Mort sur le Nil, Les Jeunes Amants… Les sorties cinéma à ne pas manquer

La rédaction a sélectionné pour vous les nouveaux films à ne pas manquer cette semaine.

fanny ardant dans les jeunes amants
Fanny Ardant dans les Jeunes Amants © Prod

Les Jeunes Amants

Avec une ferveur délicate, Carine Tardieu (Du vent dans les mollets) a repris le projet de sa consœur Solveig ­Anspach inspiré de la propre mère de la cinéaste disparue en 2015. Comme une promesse à ­Solveig ­Anspach, ­Tardieu mène à son terme un scénario prévu pour Vanessa ­Redgrave. L’histoire est celle d’un coup de ­foudre en Irlande entre un homme et une femme de vingt-cinq ans de plus que lui. Carine ­Tardieu a francisé le personnage féminin en le confiant à Fanny Ardant, face à ­Melvil Poupaud dans le rôle de Pierre, un médecin marié (à Cécile de France, à revers du cliché de la femme trompée). Pierre tombe amoureux fou de Shauna, une femme qu’il a connue quinze ans auparavant, à la mort de son fils.

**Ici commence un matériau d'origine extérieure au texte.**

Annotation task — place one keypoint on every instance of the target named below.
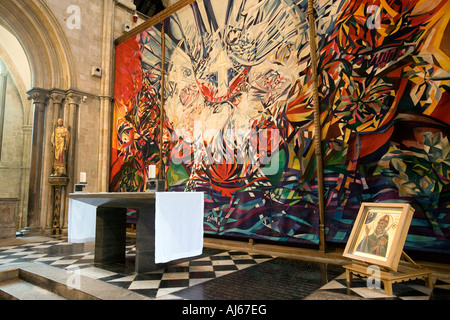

Et c’est en reliant les blessures ­intimes et les fantômes de ses ­personnages que le film approche au plus près le feu si brûlant de la ­passion qui vient dynamiter les familles de Shauna et Pierre. La cinéaste explore jusqu’au bout leur rééquilibrage périlleux, traversant avec grâce l’âge et la maladie qui avance chez Shauna, mais aussi le repositionnement d’une femme ­blessée (Cécile de France, encore une fois exceptionnelle) et d’une fille (Florence Loiret-Caille) qui se surprend à pouvoir elle aussi, de nouveau, aimer librement. – J.G.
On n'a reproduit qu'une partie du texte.